VALL-E可用于高质量的文本到语音应用程序,语音编辑,其中可以从文本成绩单中编辑并更改一个人的录音(使他们说出最初没有的话),以及创建音频内容与其他生成A​​I模型(如GPT-3)结合使用。

Microsoft称VALL-E为“神经编解码器语言模型”,它是由一种称为Eccodec的技术建立的,Meta在2022年10月宣布。与其他文本到语音方法不同,通常通过操纵波形来综合语音,VALL-E生成来自文本和声学提示的离散音频编解码器代码。它基本上分析了一个人的声音,将信息分解为离散的组件(称为“代币”),并通过EncoDec,并使用培训数据来匹配它“知道”的声音,如果该声音在三个之外说其他短语, - 第二样本。

对于本文的结论,他们写道:

“由于Vall-e可以综合说话者身份的语音,因此它可能会在滥用模型时承担潜在的风险,例如欺骗语音识别或冒充特定的扬声器。为了减轻此类风险,可以建立一个检测模型来区分检测模型Vall-E是否合成了音频剪辑。在进一步开发模型时,我们还将将Microsoft AI原则付诸实践。”

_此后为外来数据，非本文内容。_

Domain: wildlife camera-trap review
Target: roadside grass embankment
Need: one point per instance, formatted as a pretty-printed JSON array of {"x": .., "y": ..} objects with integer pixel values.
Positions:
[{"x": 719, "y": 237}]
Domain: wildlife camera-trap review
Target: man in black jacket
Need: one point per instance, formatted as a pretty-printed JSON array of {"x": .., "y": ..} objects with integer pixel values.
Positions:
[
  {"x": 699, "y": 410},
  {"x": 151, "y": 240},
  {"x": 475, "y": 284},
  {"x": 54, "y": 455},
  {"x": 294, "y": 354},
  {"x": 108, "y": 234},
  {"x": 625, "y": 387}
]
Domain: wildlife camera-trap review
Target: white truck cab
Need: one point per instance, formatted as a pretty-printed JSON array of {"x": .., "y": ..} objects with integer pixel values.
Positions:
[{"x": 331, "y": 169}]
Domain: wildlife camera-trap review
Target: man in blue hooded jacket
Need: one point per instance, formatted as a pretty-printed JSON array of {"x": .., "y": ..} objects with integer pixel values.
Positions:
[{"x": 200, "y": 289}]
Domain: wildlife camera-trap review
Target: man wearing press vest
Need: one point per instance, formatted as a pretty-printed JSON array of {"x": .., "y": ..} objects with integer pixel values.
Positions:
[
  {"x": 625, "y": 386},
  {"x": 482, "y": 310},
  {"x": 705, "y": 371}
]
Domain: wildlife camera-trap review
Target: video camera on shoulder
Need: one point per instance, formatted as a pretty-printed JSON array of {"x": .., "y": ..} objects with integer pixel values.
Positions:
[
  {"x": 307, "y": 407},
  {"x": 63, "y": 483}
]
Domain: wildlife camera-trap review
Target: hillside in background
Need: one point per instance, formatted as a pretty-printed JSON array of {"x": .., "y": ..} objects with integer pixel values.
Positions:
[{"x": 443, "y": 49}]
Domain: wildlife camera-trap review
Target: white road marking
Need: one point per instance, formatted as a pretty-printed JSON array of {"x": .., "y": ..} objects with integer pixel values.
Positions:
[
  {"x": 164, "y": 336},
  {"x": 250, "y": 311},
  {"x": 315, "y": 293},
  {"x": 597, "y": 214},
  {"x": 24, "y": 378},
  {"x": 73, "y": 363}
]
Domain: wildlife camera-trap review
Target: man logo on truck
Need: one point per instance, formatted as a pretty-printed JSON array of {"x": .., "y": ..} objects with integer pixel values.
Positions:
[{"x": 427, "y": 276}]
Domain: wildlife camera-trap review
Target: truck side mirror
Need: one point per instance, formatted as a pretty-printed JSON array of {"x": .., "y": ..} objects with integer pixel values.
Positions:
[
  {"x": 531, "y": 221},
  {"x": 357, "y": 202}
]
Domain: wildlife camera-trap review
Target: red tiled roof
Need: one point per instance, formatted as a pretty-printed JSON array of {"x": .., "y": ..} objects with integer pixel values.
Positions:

资料来源:https://arstechnica.com/information-technology/2023/01/microsofts-new-ai-can-simune-simune-anyones-anyones-voice-voice-with-3-seconds-oaudio/

原文:

The new Text-to-speech model from Microsoft can preserve speaker's emotional tone and acoustic environment.

VALL-E could be used for high-quality text-to-speech applications, speech editing where a recording of a person could be edited and changed from a text transcript (making them say something they originally didn't), and audio content creation when combined with other generative AI models like GPT-3.

Microsoft calls VALL-E a "neural codec language model," and it builds off of a technology called EnCodec, which Meta announced in October 2022. Unlike other text-to-speech methods that typically synthesize speech by manipulating waveforms, VALL-E generates discrete audio codec codes from text and acoustic prompts. It basically analyzes how a person sounds, breaks that information into discrete components (called "tokens") thanks to EnCodec, and uses training data to match what it "knows" about how that voice would sound if it spoke other phrases outside of the three-second sample.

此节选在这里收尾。